Maka ketika tiba jurus kesembilan, segera ia mengikuti
petunjuk itu, tenaga dikerahkan pada lengan kanan. kontan Coh Cu-jiu yang sedang menyerangnya didesak mundur.
Menyusul didengarnya pula Soat-koh lagi menembang,
"Pikiran jernih seterang kaca, air mengalir. . . ."
Saat itu Peng-say telah memainkan pedangnya sampai
jurus keempat-belas, tapi dia tidak mengikuti urutannya
lagi, ia paksakan jurus kesepuluh sesuai petunjuk Soat-koh itu sebagai jurus kelima-belas, "trang", tahu-tahu golok Tonghong
Put-pay yang sedang membacok dapat ditangkisnya ke samping dan hampir saja Coh Cu-jiu yang
terbacok. Dalam pada itu Soat-koh menyambung pula tembangnya, begitu habis mendengarkan, segera Peng-say
melancarkan serangannya, jurus kesebelas ini membuat
Tonghong Put-pay terdesak mundur juga satu langkah.
Begitulah dalam waktu lima jurus serangan Peng-say
didengarnya Soat-koh menembang satu bait syairnya, maka
setiap lima jurus lantas keluar satu jurus serangan Peng-say yang maha dahsyat dari Siang-liu-kiam-hoatnya.

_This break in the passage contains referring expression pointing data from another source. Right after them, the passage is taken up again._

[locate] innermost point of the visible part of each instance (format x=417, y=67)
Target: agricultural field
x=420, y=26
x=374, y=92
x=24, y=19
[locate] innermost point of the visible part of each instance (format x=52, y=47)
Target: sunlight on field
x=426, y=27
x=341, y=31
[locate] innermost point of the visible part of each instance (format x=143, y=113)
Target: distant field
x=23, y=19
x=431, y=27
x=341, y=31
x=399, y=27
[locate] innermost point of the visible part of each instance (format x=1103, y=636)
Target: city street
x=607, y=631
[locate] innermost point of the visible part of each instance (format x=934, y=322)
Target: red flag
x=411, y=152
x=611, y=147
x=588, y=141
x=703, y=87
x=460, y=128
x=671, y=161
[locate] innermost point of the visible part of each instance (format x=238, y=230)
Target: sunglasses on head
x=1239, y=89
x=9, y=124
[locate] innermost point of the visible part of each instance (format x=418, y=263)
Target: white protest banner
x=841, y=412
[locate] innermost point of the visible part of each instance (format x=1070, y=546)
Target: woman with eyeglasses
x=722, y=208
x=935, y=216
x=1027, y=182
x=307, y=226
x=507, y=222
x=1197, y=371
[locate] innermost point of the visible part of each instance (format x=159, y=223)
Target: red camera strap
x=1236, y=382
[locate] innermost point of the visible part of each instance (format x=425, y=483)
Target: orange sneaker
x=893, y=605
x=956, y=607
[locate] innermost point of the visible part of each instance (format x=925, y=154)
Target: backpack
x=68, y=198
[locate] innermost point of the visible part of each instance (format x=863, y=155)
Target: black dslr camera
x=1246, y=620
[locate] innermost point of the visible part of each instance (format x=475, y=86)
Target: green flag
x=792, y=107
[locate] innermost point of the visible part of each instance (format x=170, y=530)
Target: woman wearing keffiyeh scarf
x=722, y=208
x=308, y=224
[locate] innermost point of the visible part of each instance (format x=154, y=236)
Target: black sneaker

Sudah tentu para penonton terheran-heran menyaksikan
serangan Peng-say itu, mereka tidak mengerti mengapa baru sekarang
orang ini mengeluarkan tipu serangan simpanannya" Kalau saja sejak tadi dia mengeluarkan tipu serangan lihay ini, tentu dia tidak perlu terluka. Kalau dikatakan tipu serangan simpanan juga sukar dipercaya
sebab pertarungan itu setiap saat dapat merenggut jiwanya, masakah dia bergurau dengan jiwanya sendiri dan sengaja
mengalah pada lawan"
Betapapun mereka tidak mengerti bahwa kepandaian
sejati Peng-say itu baru sekarang dipahaminya melalui
tembang seorang anak perempuan.
Bahwa ada orang langsung mengajarkan ilmu dimedan
tempur, hal ini sungguh sukar untuk dipercaya siapa pun.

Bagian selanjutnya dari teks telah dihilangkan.